Followers of The Redacted Sherlock Holmes series have often asked how many of the historical events retold in the collections published to date actually happened as described. So, taking examples from each volume backwards from VI to I:
- Was there a French female composer called Augusta Holmès who was Sherlock Holmes’s sister?
- Did Winston Churchill seek Holmes’s help at the height of the Battle of Britain and of the Blitz, and was the bombing of neutral Ireland by the Germans in 1941 one of the results of this consultation?
- Was the 1930s German tennis star, Gottfried von Cramm, Sherlock Holmes’s grandson, and was von Cramm’s redoubtable mother the result of a liaison between Holmes and Irene Adler?
- Was the winter of 1894/5 one of such monstrous ferocity that Holmes was asked to investigate whether 19th century industrialisation was causing changes in the climate?
- Did the Prince of Wales, Albert Edward, later King Edward VII, plot to usurp Queen Victoria as monarch, and did Sherlock Holmes make a discovery that thwarted this?
- Was Holmes engaged by the British government in 1945 to assess whether Hitler’s deputy, Rudolph Hess, was fit to stand trial at Nuremburg?
Followers of the series who look up for themselves more details about the events referred to in the thirty-seven works (thirty-six short and one long) published to date, will find that the series presents the matters covered in a way that is consistent with the known facts. The redaction of the involvement of Sherlock Holmes was generally made on grounds of national security or because the matters Holmes uncovered were too shocking for them to be made public knowledge. It is to be rejoiced that the publication of these accounts of historic events withheld by Dr Watson allow the record to be set straight, and that the role of Sherlock Holmes at some of the key turning points in world history can finally be revealed.

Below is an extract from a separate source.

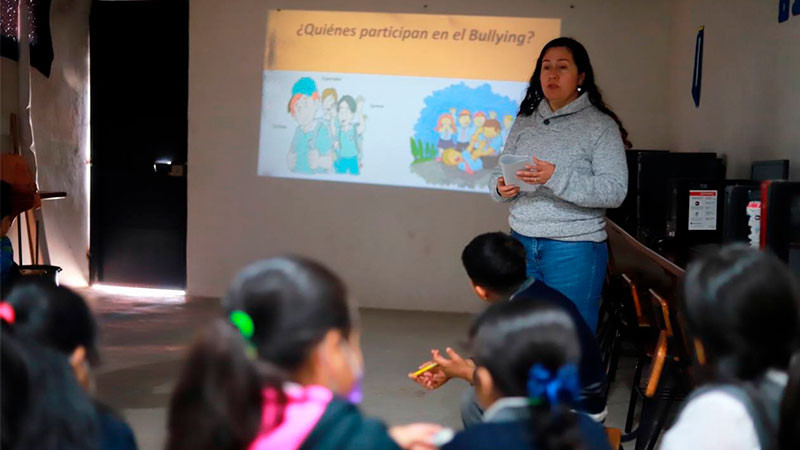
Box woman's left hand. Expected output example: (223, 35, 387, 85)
(516, 156, 555, 185)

Sherlock Holmes’s dealings with famous people was the inspiration for the front covers of the books. It is not spoiling the plot of the works in this collection when I disclose that the people featured on the front of this book are two kings, two poets, an artist, a model, a menagerist, a Classical scholar, a diplomat, a man found guilty of high treason, a drinks manufacturer, and an accountant. Some may note that this list gives more people than the seven figures shown opposite Sherlock Holmes. The aim of this introduction is not to solve mysteries when it precedes writings about the greatest mystery-solver of all, but a reading of The Poet and his Muse and of The Cherry-Tree and the Comma will resolve the apparent anomaly.
In this volume I have decided for the first time to put a brief explanation after each work of how much of what Dr Watson retells is the history of the event as we know it, and how much is new or may have been romanticised (Holmes’s words about Watson’s writings) or elaborated by Watson.